I didn’t plan a long session. Those are usually the best ones.
I picked up the 2012 Fender AVRI ’56 Strat, plugged her into my now-streamlined ecosystem, and went straight into the Fender Pro Junior. No fuss, no stacking, no clever tricks. Just guitar → drive → Secret Path → amp. The way it should be.
Forty-five minutes disappeared.
The funny thing?
I spent almost the entire session on one riff — barely 90 seconds long.
It’s one of my own: Em to E major, then back to Em. Simple on paper, but emotionally loaded. Tension, release, then the quiet pull back home. That short loop was more than enough to expose everything — touch, dynamics, gain structure, and most importantly, feel.
I rotated through my three remaining drive pedals — Vox Bulldog, Way Huge Green Rhino, and ThorpyFX Team Medic — never stacking, never rushing. One pedal at a time. Let each one speak.
What surprised me wasn’t the gain.
It was the wobble.
Each pedal preserved that beautiful, natural wobble I love from the Pro Junior when she’s pushed — but each bent it differently.
The Green Rhino sounded the most authoritative on video. Thick, grounded, confident. When the riff went heavy, she held the line and made the wobble feel anchored rather than floaty. Watching the playback, that take felt the most satisfying — no debate.
The Bulldog was rawer. Grittier. Less polite. Her wobble felt unruly, like the amp was breathing unevenly under pressure. It’s not refined — and that’s exactly why she belongs.
The Team Medic surprised me again. Elastic. Vocal. Her wobble stretches and sighs at the end of sustained notes, especially when feedback begins to flirt at the edge.
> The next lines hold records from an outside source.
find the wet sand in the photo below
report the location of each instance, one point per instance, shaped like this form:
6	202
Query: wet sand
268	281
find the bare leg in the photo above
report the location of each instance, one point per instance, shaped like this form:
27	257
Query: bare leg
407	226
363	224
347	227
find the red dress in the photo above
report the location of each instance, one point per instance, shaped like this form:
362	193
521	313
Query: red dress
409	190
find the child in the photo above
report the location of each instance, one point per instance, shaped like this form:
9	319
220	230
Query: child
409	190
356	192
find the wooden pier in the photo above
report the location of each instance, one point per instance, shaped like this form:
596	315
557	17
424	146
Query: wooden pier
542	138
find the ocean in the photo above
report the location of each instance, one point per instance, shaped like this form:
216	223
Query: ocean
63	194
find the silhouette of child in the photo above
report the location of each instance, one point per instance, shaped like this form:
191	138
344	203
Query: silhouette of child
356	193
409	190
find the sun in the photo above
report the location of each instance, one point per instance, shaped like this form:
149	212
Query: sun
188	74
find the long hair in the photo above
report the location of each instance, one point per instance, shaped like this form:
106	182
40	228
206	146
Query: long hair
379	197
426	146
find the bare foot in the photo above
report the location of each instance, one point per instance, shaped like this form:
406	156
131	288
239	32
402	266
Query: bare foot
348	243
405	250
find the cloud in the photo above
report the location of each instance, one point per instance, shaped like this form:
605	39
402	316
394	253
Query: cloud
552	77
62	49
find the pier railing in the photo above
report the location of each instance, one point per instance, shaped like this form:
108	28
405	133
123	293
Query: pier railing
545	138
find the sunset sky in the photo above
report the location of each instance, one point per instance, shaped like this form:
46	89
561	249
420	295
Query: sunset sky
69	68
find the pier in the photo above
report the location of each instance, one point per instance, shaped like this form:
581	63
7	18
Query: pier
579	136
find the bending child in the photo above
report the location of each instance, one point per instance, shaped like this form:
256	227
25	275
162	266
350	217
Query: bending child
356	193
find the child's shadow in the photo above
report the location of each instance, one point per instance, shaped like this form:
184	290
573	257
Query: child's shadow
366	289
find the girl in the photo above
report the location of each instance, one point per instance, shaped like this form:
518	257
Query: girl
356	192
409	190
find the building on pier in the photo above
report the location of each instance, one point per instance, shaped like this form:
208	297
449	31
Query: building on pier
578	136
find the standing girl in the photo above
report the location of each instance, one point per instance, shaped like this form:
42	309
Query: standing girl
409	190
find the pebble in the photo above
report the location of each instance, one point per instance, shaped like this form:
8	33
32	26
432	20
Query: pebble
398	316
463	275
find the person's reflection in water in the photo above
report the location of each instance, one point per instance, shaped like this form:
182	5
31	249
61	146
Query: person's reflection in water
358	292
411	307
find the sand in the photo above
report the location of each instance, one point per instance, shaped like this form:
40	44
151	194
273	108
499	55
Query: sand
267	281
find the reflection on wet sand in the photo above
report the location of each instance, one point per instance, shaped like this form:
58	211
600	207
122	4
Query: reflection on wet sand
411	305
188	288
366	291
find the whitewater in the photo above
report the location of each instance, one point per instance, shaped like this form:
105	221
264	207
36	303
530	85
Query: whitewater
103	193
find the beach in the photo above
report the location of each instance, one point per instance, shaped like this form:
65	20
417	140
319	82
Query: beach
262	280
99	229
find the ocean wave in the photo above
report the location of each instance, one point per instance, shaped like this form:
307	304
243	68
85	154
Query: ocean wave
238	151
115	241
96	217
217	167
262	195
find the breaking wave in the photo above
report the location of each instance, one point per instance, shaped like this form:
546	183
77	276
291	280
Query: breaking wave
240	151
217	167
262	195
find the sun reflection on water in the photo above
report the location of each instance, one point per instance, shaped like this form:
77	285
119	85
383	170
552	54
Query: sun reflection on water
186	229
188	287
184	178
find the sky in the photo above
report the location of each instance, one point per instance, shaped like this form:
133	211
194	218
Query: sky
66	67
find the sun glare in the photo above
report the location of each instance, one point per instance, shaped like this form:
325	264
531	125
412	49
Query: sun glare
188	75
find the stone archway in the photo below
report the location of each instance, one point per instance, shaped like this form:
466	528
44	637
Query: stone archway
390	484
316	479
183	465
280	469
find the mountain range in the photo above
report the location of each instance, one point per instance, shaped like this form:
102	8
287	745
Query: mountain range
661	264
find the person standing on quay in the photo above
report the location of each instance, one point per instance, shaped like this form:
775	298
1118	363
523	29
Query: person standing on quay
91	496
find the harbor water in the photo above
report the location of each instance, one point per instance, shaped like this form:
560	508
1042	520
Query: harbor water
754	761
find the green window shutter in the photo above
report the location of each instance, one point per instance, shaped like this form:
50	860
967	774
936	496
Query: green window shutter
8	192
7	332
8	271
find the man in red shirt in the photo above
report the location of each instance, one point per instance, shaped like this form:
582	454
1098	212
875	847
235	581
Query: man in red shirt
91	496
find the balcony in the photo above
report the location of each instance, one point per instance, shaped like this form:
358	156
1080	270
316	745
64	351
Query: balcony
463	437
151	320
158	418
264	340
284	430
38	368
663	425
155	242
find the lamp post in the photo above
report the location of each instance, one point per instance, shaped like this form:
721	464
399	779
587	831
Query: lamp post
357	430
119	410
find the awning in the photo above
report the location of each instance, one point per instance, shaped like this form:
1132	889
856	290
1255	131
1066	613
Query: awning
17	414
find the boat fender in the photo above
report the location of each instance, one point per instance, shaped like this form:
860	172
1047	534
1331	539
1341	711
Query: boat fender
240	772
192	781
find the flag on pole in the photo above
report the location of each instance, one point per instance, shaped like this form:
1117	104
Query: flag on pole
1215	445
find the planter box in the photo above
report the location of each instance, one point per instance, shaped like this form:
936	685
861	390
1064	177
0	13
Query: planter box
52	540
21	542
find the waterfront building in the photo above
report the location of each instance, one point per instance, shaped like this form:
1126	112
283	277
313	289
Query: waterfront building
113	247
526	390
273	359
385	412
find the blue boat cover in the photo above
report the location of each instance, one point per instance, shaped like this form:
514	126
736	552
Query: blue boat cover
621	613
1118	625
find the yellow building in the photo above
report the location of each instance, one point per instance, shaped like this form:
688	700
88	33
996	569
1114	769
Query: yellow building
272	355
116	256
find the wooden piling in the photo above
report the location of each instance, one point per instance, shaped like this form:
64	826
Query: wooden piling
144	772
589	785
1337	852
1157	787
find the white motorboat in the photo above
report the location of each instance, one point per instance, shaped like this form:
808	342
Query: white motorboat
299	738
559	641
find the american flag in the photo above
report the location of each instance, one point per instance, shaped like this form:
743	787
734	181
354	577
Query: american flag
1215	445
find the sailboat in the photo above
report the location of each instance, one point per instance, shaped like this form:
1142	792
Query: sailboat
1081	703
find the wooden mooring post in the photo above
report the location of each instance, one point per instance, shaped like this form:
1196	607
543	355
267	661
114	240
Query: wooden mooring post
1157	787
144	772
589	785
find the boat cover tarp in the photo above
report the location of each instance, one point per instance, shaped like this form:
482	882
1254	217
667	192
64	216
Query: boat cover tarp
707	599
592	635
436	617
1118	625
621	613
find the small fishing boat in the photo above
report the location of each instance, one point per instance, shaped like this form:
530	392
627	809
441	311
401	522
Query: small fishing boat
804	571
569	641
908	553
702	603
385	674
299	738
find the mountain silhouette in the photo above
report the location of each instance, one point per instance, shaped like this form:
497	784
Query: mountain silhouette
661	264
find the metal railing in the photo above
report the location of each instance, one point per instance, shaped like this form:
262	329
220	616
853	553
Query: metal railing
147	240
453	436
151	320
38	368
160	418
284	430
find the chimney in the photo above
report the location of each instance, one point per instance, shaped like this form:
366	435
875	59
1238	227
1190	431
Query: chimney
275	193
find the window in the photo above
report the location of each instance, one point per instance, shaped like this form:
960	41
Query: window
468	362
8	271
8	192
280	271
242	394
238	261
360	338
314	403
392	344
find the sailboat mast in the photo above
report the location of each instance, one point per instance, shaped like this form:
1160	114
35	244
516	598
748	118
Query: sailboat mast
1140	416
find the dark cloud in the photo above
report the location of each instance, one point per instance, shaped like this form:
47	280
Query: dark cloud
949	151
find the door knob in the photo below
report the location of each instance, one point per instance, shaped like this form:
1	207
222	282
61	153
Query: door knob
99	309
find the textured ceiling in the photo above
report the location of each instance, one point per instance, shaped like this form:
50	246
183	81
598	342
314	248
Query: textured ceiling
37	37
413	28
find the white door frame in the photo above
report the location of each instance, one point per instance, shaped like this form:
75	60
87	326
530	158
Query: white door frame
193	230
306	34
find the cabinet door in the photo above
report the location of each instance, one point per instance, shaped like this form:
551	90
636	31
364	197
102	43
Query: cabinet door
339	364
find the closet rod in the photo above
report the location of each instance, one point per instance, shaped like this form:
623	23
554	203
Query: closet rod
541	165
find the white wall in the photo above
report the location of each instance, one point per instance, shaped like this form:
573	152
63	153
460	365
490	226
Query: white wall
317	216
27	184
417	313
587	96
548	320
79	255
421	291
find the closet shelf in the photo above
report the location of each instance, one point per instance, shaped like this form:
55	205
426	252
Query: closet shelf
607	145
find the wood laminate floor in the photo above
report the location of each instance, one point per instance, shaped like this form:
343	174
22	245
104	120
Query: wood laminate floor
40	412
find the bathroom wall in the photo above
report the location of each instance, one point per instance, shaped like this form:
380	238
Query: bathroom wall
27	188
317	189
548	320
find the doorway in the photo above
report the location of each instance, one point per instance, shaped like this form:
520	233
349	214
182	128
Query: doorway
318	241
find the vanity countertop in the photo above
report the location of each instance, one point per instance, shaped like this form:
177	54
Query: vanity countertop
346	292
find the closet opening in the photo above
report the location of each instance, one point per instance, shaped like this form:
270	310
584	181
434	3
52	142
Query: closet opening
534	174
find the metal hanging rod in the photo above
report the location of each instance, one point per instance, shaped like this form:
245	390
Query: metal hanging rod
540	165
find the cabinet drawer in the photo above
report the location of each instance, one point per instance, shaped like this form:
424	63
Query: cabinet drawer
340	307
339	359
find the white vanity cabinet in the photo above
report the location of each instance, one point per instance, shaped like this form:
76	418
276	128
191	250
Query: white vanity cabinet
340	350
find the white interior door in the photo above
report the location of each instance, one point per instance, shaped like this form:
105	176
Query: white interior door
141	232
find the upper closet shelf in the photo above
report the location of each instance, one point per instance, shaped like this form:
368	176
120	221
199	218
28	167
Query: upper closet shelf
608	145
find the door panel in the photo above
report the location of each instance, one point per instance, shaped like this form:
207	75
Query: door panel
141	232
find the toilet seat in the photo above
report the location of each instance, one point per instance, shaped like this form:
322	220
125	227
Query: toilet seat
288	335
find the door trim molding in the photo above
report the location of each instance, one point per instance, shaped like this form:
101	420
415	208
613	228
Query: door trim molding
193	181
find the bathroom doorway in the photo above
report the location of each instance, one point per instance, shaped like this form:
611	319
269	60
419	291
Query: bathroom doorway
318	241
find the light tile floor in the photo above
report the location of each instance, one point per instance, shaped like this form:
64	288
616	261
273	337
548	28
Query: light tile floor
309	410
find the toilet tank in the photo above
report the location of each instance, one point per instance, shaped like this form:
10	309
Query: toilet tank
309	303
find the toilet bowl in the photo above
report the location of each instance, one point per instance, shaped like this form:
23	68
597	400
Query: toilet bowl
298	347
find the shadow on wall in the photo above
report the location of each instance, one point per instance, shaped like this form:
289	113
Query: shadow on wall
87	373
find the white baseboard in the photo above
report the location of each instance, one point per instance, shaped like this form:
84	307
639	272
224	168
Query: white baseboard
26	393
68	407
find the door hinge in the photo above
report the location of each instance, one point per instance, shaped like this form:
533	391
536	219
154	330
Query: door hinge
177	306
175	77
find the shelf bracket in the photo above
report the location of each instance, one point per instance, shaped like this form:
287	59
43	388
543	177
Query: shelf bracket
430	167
This is the pedal that makes me pause instead of moving on.
I recorded several short videos, each ending the same way — holding the final note of that 90-second riff, letting the wobble bloom, teasing a little feedback, and allowing the Pro Junior to answer back. That conversation between fingers, speakers, and air? That’s the sound no pedal manual can teach you.
Same guitar.
Same amp.
Same 90-second riff.
Three different personalities.
And the wobble — man, I love them all.
This session reminded me why I stopped chasing more and started listening harder. I’m no longer hunting for gain. I’m chasing movement, feel, and those moments when the amp gently pushes back.
Forty-five minutes.
Ninety seconds of music.
Endless variation.
That’s the kind of math I believe in.